Ormai non è più una notizia. Anzi, siamo giunti al punto che nel Baianese sarebbe quasi sorprendente trovare un Postamat che funzioni sempre, piuttosto che segnalare l’ennesimo sportello in tilt.
I nostri lettori ce lo segnalano da giorni – e lo abbiamo verificato anche noi di IRPINIATTIVA.NEWS, a Mugnano del Cardinale e a Sperone – dove, peraltro, abbiamo incrociato utenti che esprimevano il loro disappunto in modalità… diciamo molto colorite e “turpiloqui”, che ovviamente non possiamo riportare.
Il punto, però, resta sempre lo stesso: non parliamo di persone che chiedono un favore, ma di cittadini che vorrebbero semplicemente ritirare una piccola frazione dei propri soldi: non contributi, non bonus, non elargizioni straordinarie: soldi loro, guadagnati o pensioni maturate.
Eppure, nel Mandamento Baianese, l’operazione più elementare – inserire la carta, digitare il PIN, prendere i contanti – rischia di trasformarsi – lentezze di alcuni sportelli a parte – in una piccola “lotteria”.
Secondo le segnalazioni che continuano ad arrivare da diversi comuni, i Postamat mostrerebbero una serie di disfunzioni: lentezza cronica, blocchi improvvisi, sportelli fuori servizio e, soprattutto, casi in cui l’apparecchiatura è “a secco” e il denaro non viene erogato.

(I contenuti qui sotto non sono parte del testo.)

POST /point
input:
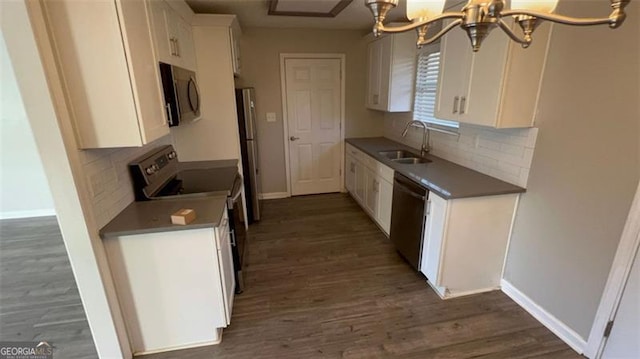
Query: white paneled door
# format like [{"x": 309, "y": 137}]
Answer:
[{"x": 314, "y": 100}]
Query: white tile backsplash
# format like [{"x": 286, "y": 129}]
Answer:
[
  {"x": 107, "y": 174},
  {"x": 505, "y": 154}
]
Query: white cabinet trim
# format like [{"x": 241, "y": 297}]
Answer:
[{"x": 573, "y": 339}]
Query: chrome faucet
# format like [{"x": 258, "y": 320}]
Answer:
[{"x": 425, "y": 135}]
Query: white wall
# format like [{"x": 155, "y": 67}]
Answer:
[
  {"x": 585, "y": 169},
  {"x": 24, "y": 191},
  {"x": 505, "y": 154},
  {"x": 41, "y": 90}
]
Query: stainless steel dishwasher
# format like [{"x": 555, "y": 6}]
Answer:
[{"x": 407, "y": 218}]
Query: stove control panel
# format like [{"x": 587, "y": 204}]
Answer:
[{"x": 153, "y": 169}]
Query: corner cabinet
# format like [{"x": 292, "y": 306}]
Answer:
[
  {"x": 465, "y": 243},
  {"x": 190, "y": 270},
  {"x": 105, "y": 54},
  {"x": 391, "y": 73},
  {"x": 235, "y": 32},
  {"x": 370, "y": 183},
  {"x": 497, "y": 86},
  {"x": 173, "y": 36}
]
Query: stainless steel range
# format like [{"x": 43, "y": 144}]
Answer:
[{"x": 158, "y": 175}]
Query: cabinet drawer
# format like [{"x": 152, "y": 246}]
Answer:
[
  {"x": 370, "y": 162},
  {"x": 356, "y": 153},
  {"x": 384, "y": 172},
  {"x": 381, "y": 170}
]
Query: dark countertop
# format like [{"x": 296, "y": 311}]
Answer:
[
  {"x": 195, "y": 165},
  {"x": 443, "y": 177},
  {"x": 155, "y": 216}
]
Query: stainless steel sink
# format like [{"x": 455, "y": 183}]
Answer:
[
  {"x": 396, "y": 154},
  {"x": 411, "y": 160}
]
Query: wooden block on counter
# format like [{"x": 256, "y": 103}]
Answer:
[{"x": 183, "y": 216}]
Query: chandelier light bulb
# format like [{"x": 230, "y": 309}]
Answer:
[
  {"x": 424, "y": 9},
  {"x": 535, "y": 5}
]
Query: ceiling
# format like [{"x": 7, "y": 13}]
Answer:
[{"x": 253, "y": 13}]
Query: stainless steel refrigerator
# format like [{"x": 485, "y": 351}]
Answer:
[{"x": 245, "y": 100}]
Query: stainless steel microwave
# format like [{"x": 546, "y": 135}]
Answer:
[{"x": 181, "y": 95}]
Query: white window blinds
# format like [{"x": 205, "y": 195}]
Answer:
[{"x": 426, "y": 87}]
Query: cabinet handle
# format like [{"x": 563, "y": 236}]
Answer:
[
  {"x": 232, "y": 234},
  {"x": 169, "y": 115}
]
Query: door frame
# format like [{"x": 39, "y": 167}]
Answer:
[
  {"x": 617, "y": 280},
  {"x": 285, "y": 119}
]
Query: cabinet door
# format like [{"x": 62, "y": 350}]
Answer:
[
  {"x": 184, "y": 45},
  {"x": 360, "y": 182},
  {"x": 163, "y": 45},
  {"x": 374, "y": 75},
  {"x": 436, "y": 212},
  {"x": 227, "y": 274},
  {"x": 483, "y": 89},
  {"x": 143, "y": 69},
  {"x": 385, "y": 199},
  {"x": 350, "y": 174},
  {"x": 235, "y": 50},
  {"x": 371, "y": 192},
  {"x": 454, "y": 73}
]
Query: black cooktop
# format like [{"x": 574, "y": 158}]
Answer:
[{"x": 200, "y": 182}]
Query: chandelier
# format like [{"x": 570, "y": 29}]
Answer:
[{"x": 479, "y": 17}]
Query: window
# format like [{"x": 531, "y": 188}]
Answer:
[{"x": 424, "y": 103}]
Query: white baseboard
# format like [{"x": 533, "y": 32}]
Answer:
[
  {"x": 27, "y": 214},
  {"x": 573, "y": 339},
  {"x": 273, "y": 195}
]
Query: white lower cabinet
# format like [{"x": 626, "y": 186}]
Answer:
[
  {"x": 370, "y": 183},
  {"x": 465, "y": 243},
  {"x": 176, "y": 288}
]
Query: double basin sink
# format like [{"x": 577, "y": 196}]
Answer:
[{"x": 403, "y": 157}]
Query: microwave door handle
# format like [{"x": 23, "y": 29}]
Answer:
[
  {"x": 177, "y": 97},
  {"x": 169, "y": 114}
]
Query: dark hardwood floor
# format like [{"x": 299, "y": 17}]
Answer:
[
  {"x": 39, "y": 299},
  {"x": 323, "y": 282}
]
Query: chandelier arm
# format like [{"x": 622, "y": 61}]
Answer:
[
  {"x": 505, "y": 27},
  {"x": 440, "y": 33},
  {"x": 416, "y": 24},
  {"x": 561, "y": 19}
]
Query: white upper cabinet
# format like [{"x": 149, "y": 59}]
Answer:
[
  {"x": 105, "y": 54},
  {"x": 497, "y": 86},
  {"x": 173, "y": 36},
  {"x": 391, "y": 73}
]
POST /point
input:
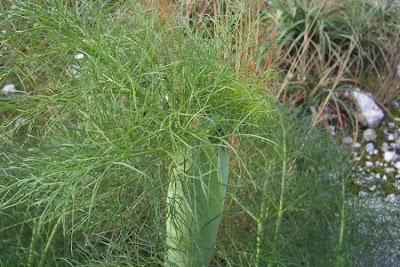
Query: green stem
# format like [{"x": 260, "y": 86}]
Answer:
[
  {"x": 282, "y": 194},
  {"x": 260, "y": 223},
  {"x": 340, "y": 260},
  {"x": 49, "y": 241}
]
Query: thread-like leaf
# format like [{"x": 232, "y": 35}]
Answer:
[{"x": 195, "y": 203}]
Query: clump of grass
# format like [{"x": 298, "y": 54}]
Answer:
[{"x": 85, "y": 171}]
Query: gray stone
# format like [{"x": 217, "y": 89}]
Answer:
[
  {"x": 368, "y": 113},
  {"x": 389, "y": 156},
  {"x": 369, "y": 135}
]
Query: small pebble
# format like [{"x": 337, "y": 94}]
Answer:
[{"x": 389, "y": 156}]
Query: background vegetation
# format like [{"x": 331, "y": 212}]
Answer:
[{"x": 109, "y": 91}]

Una situazione che, a detta di molti cittadini e di vari interventi pubblici degli ultimi anni, non sarebbe affatto episodica.
Il problema diventa ancora più pesante, soprattutto negli orari serali, per chi ha difficoltà di spostamento: anziani, persone senza auto, chi deve organizzarsi chiedendo passaggi o pagando mezzi di trasporto.

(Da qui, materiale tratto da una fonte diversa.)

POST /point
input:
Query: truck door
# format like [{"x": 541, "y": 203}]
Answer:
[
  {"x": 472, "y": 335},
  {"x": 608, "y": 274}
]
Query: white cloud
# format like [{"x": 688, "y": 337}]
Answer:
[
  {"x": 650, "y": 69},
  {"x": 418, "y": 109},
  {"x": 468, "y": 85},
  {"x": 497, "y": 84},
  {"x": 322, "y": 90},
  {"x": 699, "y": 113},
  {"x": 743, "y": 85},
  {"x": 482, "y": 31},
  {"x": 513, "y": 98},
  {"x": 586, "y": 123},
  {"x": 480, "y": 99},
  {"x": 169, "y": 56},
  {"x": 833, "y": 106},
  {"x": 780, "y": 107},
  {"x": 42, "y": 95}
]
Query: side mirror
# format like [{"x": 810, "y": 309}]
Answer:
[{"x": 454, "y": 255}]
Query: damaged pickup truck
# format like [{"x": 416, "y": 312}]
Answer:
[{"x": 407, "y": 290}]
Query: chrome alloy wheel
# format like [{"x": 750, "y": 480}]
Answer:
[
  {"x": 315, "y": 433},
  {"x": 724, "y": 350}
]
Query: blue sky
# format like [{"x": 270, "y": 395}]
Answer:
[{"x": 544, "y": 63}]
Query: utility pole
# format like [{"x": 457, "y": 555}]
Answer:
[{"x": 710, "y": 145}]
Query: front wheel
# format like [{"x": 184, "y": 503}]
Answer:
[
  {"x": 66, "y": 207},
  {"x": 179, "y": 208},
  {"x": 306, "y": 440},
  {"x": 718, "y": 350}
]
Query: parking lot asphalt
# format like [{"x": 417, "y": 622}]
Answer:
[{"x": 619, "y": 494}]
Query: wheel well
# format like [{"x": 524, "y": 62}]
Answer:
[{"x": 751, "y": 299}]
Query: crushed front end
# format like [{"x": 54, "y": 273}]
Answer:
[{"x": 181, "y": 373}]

La scena è sempre la stessa: si arriva allo sportello, magari dopo aver fatto fila, magari accompagnati; si tenta l’operazione e… nulla. Messaggi laconici, sportello bloccato, contante non disponibile. E il cittadino torna a casa come è venuto, con la differenza che ha perso tempo, energie e – spesso – la pazienza.
Il tutto mentre, paradossalmente, si invita la popolazione a usare strumenti elettronici, carte, app, sportelli automatici. Peccato che nel Baianese la tecnologia, invece di semplificare, rischi di complicare. Non molto tempo fa, per esempio, l’ufficio postale di Sperone è stato chiuso per lavori di ammodernamento legati al progetto “Polis”, con la promessa di servizi più moderni ed efficienti. L’ufficio è stato riaperto con grande enfasi sulla “modernità” delle strutture.
È chiaro che guasti, aggiornamenti e problemi tecnici possono capitare. Ma quando il disservizio diventa sistematico nella percezione degli utenti, non è più un imprevisto: è un problema strutturale.
Da chi gestisce questi servizi ci si aspetterebbe almeno tre cose: chiarezza, tempestività, rispetto. Chiarezza, perché gli utenti hanno diritto di sapere se uno sportello è operativo o meno. Tempestività, perché uno sportello fermo per giorni non è un guasto, è un disservizio. Rispetto, perché dietro ogni prelievo mancato c’è una persona che deve fare la spesa, comprare farmaci, pagare una bolletta.
Il problema, dunque, non è solo tecnico: è sociale. In un territorio dove gli spostamenti non sono semplici e la rete digitale è spesso carente, un Postamat che non funziona non è un fastidio: è un ostacolo concreto alla vita quotidiana. Non tutti hanno alternative, carte aggiuntive, mezzi propri o parenti disponibili ad accompagnare altrove.
E se un giorno, passando per Mugnano del Cardinale, Sperone o gli altri centri del Mandamento, scoprissimo che tutti gli sportelli sono funzionanti, veloci e affidabili, saremo i primi a scriverlo. Anzi: saremmo felici che la “non notizia” di oggi diventasse finalmente una buona notizia .
Fino ad allora, continueremo a raccontare ciò che i cittadini vivono ogni giorno: la cronaca, sempre meno sorprendente, di chi per ritirare i propri soldi deve armarsi non solo di carta e PIN, ma anche di pazienza, ironia e – ormai – una certa dose di rassegnazione.